No hay «guerra justa»

Hay gente que razona que un pacifista absoluto ─mismamente Jesús─ no es sensible a los grados de perversión, al no estar dispuesto a plantear y aplicar diferentes medidas contra el crimen, más estrictas conforme aumente el grado de perversión de un posible enemigo, en una posible guerra.

Pero un pacifista absoluto no tiene por qué dejar de ser sensible a la gradación de dichas perversiones. Pensar así sería falaz*.

Es verdad que «es moral» querer limitar las perversiones, y que hay grados en ellas.

Pero el hecho de que Jesús se dejara crucificar no significa inmediatamente que no fuera sensible a los grados de perversión.

Entonces, en esta falacia, se pasa de la necesidad de limitar las perversiones, a la justificación de ciertas guerras, es decir, del asesinato «pragmático» e incluso preventivo**.

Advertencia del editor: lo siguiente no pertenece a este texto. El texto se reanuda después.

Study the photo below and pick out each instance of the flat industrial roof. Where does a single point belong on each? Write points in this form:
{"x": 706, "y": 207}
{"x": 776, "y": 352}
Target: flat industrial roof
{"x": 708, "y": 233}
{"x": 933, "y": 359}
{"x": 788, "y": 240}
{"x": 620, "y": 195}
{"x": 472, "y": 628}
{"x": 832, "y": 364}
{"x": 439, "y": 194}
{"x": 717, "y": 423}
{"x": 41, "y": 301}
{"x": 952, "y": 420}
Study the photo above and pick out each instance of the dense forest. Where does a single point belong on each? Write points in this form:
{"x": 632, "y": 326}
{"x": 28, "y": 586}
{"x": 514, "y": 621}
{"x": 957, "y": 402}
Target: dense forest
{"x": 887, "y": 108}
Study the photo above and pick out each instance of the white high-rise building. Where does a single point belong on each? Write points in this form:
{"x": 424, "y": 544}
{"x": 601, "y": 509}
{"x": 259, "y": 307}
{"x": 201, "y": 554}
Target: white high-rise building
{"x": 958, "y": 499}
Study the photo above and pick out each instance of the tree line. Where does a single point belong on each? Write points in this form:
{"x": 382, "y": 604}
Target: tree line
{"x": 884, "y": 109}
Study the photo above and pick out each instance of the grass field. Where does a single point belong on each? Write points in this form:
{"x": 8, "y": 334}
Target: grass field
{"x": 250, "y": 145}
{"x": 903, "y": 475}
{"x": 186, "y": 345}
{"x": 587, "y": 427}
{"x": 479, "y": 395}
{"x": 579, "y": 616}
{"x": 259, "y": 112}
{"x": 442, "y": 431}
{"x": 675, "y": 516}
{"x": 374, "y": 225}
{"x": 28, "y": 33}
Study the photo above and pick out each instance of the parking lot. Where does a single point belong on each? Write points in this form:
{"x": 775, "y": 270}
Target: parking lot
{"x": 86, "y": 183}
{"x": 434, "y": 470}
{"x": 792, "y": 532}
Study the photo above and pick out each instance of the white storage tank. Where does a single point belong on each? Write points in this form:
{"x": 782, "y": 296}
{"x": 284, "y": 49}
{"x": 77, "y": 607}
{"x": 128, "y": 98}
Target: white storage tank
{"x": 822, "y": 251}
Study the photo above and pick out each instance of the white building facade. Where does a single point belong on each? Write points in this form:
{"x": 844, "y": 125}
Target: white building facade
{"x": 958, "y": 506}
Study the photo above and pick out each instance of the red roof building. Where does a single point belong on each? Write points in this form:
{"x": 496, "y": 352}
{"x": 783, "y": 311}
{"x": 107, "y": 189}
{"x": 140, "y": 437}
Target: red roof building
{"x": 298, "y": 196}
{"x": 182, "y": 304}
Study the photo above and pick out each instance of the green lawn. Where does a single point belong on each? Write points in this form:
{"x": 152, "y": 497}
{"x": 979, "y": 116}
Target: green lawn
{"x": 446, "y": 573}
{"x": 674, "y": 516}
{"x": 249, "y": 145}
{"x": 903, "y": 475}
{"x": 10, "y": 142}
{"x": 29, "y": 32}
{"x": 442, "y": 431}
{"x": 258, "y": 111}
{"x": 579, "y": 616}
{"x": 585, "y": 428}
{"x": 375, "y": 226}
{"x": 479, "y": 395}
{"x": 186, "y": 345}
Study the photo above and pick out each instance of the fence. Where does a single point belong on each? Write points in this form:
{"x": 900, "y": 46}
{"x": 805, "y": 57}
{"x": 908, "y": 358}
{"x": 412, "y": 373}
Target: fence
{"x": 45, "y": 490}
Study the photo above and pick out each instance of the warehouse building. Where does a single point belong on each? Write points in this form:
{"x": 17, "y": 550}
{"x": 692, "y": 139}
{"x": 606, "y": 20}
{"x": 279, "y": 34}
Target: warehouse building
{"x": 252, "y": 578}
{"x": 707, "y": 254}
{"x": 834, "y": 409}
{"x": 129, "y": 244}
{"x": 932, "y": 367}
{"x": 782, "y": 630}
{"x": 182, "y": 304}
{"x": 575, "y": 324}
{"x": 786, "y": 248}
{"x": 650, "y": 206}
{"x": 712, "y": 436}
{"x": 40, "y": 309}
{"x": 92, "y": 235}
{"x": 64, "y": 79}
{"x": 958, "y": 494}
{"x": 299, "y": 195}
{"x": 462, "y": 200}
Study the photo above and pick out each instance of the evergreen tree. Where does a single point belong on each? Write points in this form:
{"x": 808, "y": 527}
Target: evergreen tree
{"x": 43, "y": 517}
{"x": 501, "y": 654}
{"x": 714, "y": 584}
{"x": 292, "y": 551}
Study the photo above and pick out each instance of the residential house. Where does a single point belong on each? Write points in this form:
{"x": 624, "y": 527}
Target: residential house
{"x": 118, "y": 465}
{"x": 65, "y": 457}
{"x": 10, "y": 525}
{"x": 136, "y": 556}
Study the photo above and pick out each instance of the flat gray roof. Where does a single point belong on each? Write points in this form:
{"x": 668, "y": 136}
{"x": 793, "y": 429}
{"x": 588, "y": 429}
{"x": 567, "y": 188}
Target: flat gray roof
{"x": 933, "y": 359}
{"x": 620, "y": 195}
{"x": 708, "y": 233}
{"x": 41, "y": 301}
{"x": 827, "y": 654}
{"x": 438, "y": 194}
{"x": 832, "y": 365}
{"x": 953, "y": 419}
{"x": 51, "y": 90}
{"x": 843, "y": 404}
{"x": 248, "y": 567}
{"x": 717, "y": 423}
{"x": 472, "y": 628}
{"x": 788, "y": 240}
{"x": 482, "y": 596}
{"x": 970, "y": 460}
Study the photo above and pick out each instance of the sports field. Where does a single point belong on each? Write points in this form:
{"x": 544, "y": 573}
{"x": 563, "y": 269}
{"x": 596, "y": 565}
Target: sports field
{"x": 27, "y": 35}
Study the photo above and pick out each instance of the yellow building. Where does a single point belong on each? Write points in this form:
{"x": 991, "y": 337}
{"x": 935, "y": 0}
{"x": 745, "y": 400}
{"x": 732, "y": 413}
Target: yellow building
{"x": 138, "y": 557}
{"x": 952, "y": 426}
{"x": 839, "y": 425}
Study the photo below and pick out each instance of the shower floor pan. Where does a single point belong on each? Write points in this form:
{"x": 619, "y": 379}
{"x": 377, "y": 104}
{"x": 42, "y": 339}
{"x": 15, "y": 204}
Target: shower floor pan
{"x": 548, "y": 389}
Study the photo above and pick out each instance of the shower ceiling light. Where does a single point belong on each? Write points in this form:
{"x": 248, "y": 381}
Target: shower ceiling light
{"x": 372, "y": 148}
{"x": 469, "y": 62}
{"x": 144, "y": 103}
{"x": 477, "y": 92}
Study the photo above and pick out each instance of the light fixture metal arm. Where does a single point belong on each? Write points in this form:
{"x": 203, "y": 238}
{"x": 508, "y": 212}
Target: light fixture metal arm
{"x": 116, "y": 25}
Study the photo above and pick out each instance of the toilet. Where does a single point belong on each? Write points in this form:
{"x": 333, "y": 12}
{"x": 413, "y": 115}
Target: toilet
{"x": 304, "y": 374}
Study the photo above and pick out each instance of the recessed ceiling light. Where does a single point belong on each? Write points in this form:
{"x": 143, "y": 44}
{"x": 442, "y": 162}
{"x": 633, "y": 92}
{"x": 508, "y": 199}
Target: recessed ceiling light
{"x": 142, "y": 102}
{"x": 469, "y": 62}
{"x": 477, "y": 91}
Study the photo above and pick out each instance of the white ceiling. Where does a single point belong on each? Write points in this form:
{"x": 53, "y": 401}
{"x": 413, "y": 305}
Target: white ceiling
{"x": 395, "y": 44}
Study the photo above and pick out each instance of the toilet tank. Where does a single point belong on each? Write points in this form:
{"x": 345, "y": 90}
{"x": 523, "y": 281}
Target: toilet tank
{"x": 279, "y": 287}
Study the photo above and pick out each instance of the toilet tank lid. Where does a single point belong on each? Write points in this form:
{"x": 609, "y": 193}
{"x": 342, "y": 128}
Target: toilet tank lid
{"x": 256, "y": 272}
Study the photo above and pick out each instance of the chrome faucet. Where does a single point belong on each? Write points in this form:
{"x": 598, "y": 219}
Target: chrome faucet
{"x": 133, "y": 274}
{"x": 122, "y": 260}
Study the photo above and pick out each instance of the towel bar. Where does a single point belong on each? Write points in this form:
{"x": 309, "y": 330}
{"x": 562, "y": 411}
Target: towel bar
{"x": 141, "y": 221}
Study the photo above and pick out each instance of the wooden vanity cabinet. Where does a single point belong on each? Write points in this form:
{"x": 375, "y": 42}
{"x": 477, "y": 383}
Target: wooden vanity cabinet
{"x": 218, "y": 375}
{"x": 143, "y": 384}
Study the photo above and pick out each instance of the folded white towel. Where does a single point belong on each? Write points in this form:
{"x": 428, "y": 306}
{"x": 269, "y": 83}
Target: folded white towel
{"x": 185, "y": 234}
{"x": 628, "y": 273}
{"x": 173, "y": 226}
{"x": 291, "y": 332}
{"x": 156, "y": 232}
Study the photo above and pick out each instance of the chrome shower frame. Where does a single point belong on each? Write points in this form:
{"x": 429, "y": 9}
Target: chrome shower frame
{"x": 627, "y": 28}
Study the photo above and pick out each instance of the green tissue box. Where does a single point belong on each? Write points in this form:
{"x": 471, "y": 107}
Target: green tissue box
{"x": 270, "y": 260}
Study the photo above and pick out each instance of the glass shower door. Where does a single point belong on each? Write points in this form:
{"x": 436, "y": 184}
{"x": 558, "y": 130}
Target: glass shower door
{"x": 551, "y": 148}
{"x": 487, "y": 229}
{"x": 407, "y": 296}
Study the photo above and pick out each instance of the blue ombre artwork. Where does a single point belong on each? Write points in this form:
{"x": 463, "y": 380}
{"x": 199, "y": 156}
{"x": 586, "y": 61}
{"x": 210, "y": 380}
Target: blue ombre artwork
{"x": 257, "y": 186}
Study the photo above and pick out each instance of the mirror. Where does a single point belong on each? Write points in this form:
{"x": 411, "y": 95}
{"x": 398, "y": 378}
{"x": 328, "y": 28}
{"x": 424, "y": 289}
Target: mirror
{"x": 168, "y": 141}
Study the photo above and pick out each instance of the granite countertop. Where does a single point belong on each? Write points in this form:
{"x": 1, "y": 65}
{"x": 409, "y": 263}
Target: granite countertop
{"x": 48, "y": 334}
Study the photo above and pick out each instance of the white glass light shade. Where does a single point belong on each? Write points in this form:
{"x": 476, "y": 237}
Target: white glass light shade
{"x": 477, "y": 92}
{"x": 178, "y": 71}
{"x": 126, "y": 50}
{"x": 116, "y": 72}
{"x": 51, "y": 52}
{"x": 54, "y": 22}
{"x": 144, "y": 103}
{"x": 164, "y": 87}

Y ese salto no sería válido.

¿Por qué?

Por ejemplo, porque la «guerra» podría cambiar mucho conceptualmente; podría significar defender al enemigo «de su propia bestialidad», y cosas similares.

Todo o casi todo el armamento podría ser más bien limitador, no «de ataque»; podría servir básicamente para capturar al enemigo, impedirle que siga haciendo daño, y haciéndose daño… etc.

Si la investigación tecnocientífica no se tapara, en ese sentido ─digo «no se tapara» porque creo que ya habrá muchos descubrimientos, de sobra─, creo que habrá muchas herramientas implementables para desactivar armamento, o para la defensa, ocultación, captura, etc.

Los policías no tienen por qué tirar a matar para evitar asesinatos; o, incluso, pueden usar armas que no hieren sino que paralizan usando diversas técnicas, etc. Y este paradigma «defensivo» no tendría límite a la hora de cultivar esa actitud e implementarla ─»parar al enemigo»─.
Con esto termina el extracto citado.